Nonetheless, the conservative response to Lott’s comments was instinctive and scathing. The Wall Street Journal editorial page understood the importance of the story quicker than the rest of the national media. Among Republican politicos, the response was just as telling. They were bewildered.

Most Republicans see themselves walking in the footsteps of Ronald Reagan, Barry Goldwater, Theodore Roosevelt or Thomas Jefferson. Whom does Lott follow? “Sometimes I feel closer to Jefferson Davis than any other man in America,” he once said. He seems to believe that the era of intrusive liberal government and cultural decay began because the wrong side won the Civil War or “the war of aggression,” as Lott calls it. He seems to regard Abraham Lincoln as the precursor to George McGovern.

These are not normal Republican ideas. These are ideas of a person so out of touch with 21st-century America that he doesn’t deserve to be holding a leadership job for a major political party.

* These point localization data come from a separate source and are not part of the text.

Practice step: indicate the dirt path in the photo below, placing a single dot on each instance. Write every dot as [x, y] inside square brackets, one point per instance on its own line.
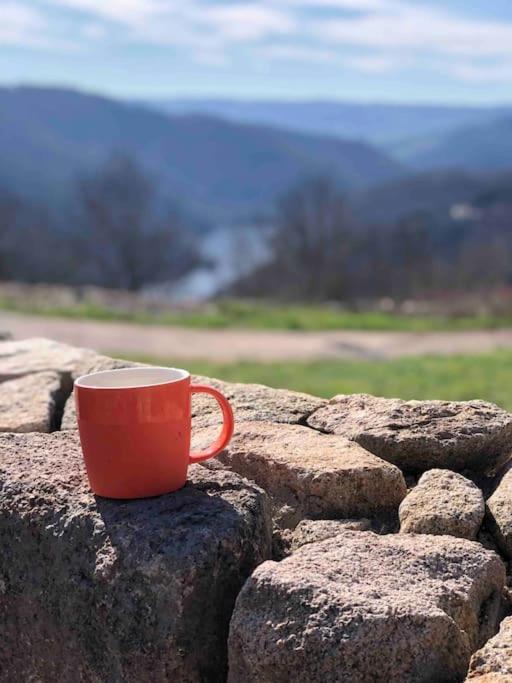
[229, 345]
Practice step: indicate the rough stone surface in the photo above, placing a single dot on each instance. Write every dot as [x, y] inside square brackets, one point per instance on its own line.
[308, 474]
[499, 514]
[100, 590]
[314, 530]
[254, 402]
[23, 357]
[421, 435]
[443, 502]
[494, 661]
[360, 607]
[31, 403]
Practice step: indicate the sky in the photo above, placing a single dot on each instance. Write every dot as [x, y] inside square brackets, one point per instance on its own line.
[440, 51]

The problem for Lott is that he is living in 1862 or, at the latest, 1948. The problem for the Democrats is that many of them are still living around 1963. They seized upon Lott’s comments as a chance to replay the whole Bull Connor/“Mississippi Burning” story line. And if you can count on Republicans to be clumsy on racial matters, you can count on Democrats to go over the top. By Friday, some Democrats and liberal commentators were calling the entire Republican Party racist, and implying that the entire South is racist. (Then they wonder why they have trouble winning national elections and holding onto Senate and gubernatorial seats in states like Georgia.)

The fact is, this is 2002. There are still racial matters to discuss and argue about. But they have little to do with whatever Strom Thurmond was screeching about in 1948. Today’s dilemmas are more complex. Trent Lott, whose serial apologies last week were little more than a series of stale and witless cliches, doesn’t seem to have thought seriously about any of this.